Dis-moi qui te soutient, je te dirai qui tu es.
Par Maxime Combes le samedi, 31 mars 2007, 11:56 - Echos de l'éco - Lien permanent
Sur le versant économique et social, observer les soutiens des candidats est plus parlant que les promesses de campagne...
Bayrou : qu'est-il réellement de son positionnement ni droite ni gauche ?
L'homme de l'UDF vient de recevoir le très explicite soutien d'Alternative libérale dont le programme prévoit :
- la suppression du monopole de la Sécurité Sociale,
- la privatisation de la RATP, de la SNCF, de la Poste et des écoles.
- la restriction très forte du droit de grève.
Autre soutien ? Celui de Nicolas Miguet ! Celui-là même qui n'a qu'un seul mot d'ordre, lorsqu'il ne s'essaie pas à la fraude aux parrainages : "moins d'impôts"
Et Sarko dans tout ça ? L'homme de la rupture qui voudrait être celui de la revalorisation du travail a reçu le soutien récent de :
- Chirac lui-même ; Sarko endosse alors nécessairement son bilan : sur le plan économique, voir ici pour le bilan des 5 dernières années, et ici pour le bilan des deux mandats de Chirac.

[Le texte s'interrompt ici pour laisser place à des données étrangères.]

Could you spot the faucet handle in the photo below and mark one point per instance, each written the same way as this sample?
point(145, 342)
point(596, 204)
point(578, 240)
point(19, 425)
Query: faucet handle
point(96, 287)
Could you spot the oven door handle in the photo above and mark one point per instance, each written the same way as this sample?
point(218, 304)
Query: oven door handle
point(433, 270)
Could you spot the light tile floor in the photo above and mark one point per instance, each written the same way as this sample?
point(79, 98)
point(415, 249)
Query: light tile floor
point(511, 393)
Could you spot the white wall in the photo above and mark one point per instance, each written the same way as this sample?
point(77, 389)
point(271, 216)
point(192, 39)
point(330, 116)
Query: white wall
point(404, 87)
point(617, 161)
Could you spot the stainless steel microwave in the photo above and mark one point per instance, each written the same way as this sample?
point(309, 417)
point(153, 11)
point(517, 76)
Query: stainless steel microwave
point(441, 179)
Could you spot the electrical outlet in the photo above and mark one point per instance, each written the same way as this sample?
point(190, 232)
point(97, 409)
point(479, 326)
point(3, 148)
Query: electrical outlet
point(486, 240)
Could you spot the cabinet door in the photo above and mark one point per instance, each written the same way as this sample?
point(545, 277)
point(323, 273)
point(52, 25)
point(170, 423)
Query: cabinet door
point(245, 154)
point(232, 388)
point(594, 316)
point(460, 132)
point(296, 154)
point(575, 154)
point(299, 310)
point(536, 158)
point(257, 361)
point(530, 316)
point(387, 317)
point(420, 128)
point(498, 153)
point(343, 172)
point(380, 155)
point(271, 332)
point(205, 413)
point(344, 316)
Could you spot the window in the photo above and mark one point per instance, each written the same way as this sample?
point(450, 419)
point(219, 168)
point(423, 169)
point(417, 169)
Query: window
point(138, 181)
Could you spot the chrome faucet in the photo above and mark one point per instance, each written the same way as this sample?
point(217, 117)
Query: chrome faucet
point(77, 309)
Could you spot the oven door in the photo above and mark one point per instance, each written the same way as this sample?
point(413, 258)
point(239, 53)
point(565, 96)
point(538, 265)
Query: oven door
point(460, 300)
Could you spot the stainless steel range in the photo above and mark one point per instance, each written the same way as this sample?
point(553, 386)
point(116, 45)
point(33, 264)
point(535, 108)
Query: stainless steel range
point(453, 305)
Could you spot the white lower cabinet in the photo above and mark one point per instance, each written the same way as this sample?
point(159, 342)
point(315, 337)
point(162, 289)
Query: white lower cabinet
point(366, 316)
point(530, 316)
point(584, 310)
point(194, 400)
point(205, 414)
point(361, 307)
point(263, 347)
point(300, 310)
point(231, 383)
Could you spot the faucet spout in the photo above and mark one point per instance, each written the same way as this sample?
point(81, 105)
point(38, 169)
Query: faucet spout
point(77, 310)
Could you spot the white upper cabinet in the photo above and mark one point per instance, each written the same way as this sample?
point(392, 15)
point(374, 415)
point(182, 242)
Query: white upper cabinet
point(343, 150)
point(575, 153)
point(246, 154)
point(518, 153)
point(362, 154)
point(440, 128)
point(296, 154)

- Olivier Blanchard, économiste reconnu jusqu'ici plutôt PS, mode Delors-Bérégovoy. Pour quelles raisons ? Il les explique ici C'est limpide : pour réduire les "rigidites" sur le marché du travail en supprimant le CDI, pour permettre les ajustements de salaires en fonction de la conjoncture (en filigrane faire sauter le "verrou" du SMIC), pour aligner nos universités sur le modèle américain (sélection à l'entrée, frais de scolarité élevés). Résumé : Blanchard votera pour Sarkozy l'ultra-libéral parce que Ségo ne le serait pas assez.
Bref, loin d'ête le candidat de la rupture gauche-droite pour Bayrou et de la rupture tout court pour Sarko, ces deux candidats sont d'abord des candidats du libéralisme économique qui favorise les marchés et les employeurs au détriment des salariés.